Photographs of the world of waste workers — their stories, problems, work life, feelings, struggles and hopes.
The city of waste is a world in itself, a parallel city we avoid seeing. But it’s a world with human beings, a world with hard workers, a world full of their stories, and despite many issues and problems, it is a world full of life.
As part of Habitat Photosphere, India Habitat Centre’s yearlong photography festival on sustainable development curated by Dr Alka Pande, six French photographers are showcasing 42 photographs that delve into the role of waste workers across the world in a show titled ‘The City of Waste’ in the capital.
Rémi de Bercegol, one of the French photographers whose works are being showcased at the exhibition, said, “Contrary to the common representation of waste workers, shown in deleterious working and living conditions, this exhibition aims to portray the world of the city of waste in a different light, wherein waste workers are freed from the stigma attached to waste. The photographs in the exhibition document the conditions waste workers live and work in: open landfills, waste containers and public spaces from where they collect waste, as well as garbage dumps, warehouse, factories, markets and recycling workshops, where waste is reclassified and transformed into a profitable resource.”

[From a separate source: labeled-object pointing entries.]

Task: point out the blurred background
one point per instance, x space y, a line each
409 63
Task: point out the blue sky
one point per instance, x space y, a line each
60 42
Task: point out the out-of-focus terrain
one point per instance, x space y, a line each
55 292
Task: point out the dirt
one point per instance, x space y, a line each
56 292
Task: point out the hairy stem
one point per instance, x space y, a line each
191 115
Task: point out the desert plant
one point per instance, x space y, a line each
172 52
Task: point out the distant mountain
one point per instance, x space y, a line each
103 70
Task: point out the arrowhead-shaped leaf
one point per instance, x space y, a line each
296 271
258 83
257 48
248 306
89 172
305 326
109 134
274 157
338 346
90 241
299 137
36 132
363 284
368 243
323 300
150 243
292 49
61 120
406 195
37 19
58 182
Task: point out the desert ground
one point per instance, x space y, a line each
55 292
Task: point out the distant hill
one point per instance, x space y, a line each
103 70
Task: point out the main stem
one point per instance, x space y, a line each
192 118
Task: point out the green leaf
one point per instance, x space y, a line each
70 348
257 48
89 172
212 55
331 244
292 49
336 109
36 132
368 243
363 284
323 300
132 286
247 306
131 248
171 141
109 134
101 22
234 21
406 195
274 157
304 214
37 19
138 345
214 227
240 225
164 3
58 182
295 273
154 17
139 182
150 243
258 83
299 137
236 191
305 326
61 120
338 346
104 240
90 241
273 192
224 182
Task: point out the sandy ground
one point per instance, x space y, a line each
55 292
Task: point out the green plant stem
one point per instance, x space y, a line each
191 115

“The photographs show the clothes that protect their bodies — rags, strips of cloth, or even plastic bags, and also the gloves and uniforms worn by those whose work is better recognised. The techniques and tools they use — baskets, hooks, chariots, carts, etc., the materials they extract and transform — plastic, cardboard, metal, glass, fabric, etc. also reveal the diversity of the practices and the ingenuity the recyclers bring to their work.” he adds.
Working on the project and his interacting with the people was an enriching experience for Rémi. “The people were generally surprised to see a white foreign guy who can talk basic Hindi with a researcher from Karnataka interested in their business and their life. Sometime, people can be suspicious, and it’s understandable, but most of the time, once they understood why we are interested in their life, they are quite welcoming and it’s easy to converse with them, drink tea, to talk about our respective lives.”

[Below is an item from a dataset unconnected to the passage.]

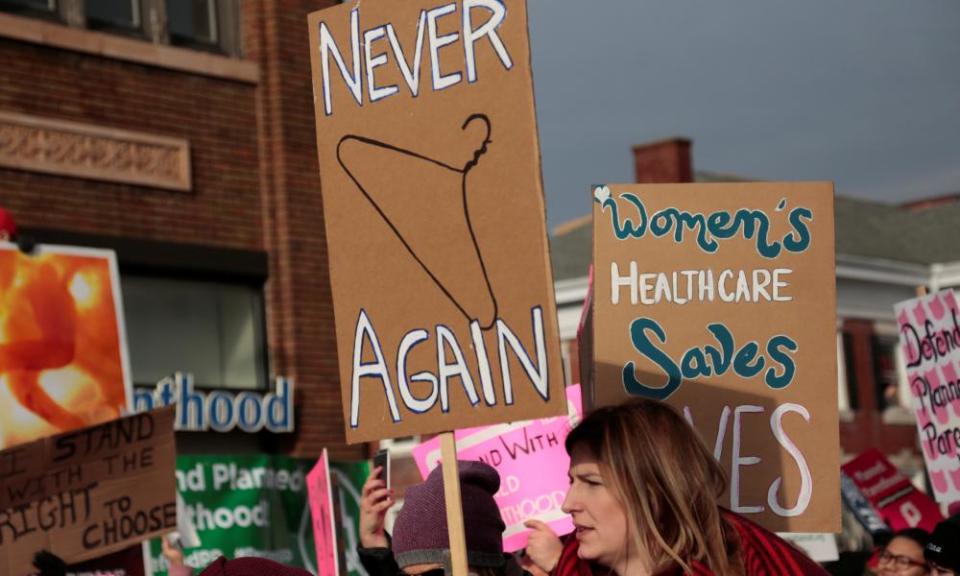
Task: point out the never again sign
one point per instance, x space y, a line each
720 299
434 216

His experience with the kids of waste workers was especially close to his heart. “We had asked the children to draw their parents for a series titled ‘Draw your favourite super hero’. I’ve been particularly touched by how Anjali, 10 years old, described her father as a super hero because he goes everyday to the top of the mountain of waste to collect recyclable material that he then sells to make a living. Despite its innocence and naivete, the drawing is very precise: it represents the weighing machine on the right, the cycle on the left, the landfill in the background and the father holding a bag in the back.”

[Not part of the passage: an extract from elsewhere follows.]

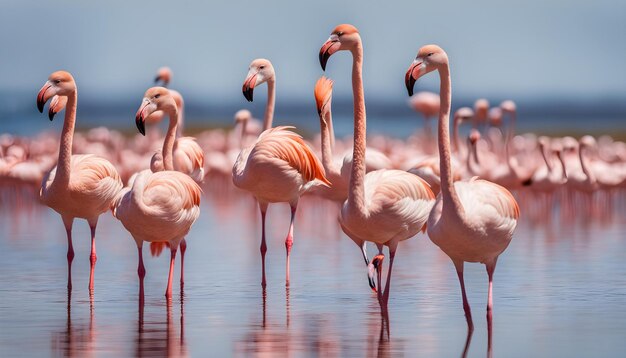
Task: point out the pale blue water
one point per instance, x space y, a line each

Working on the project also involved tackling several challenges. “The biggest challenge was to bargain with waste traders to be able to install the ‘tower of waste’ in the middle of the photographs that we had built. There were some unexpected delays in getting the money and I had to negotiate during days with traders to get the material for free, explaining them that it was for an exhibition. It was difficult to make them understand that the South Delhi middle class people would be interested in it. I finally paid for it. Some of the traders came to the exhibition and it was a real pleasure to have them with us, together with waste pickers for the opening.”
Waste workers are discriminated against not just in India but across the world, admits Rémi, adding, “The discrimination is actually similar all around the world and this is by no means a recent phenomenon. The biffins in Paris, cartoneros in Argentina, catadores in Brazil, pepenadores in Mexico, waste pickers in India, zabbâlîn in Egypt, bouâra in Morocco, and topla?c?lar in Turkey, all these men, women and sometimes children and the old, pushed to the fringes of the labour market and often living on the margins of society, are making a profit from city dwellers’ refuse. With the work they do to extract a variety of materials, these waste workers earn a generally modest living, and provide a real service to the city and its inhabitants, doing away with a part of their waste. Despite the indispensable role they play in the waste elimination and treatment process, the waste workers’ activity is rarely recognised and the latter are often excluded from the decisions and restructuring involved in the reform of public services that upsets their practices.”
This exhibition seeks to focus on women and men freed from the stigma attached to waste. They are seen as normal workers, busy doing their jobs, workers who want to be considered equal to others, recognised for their work and by society.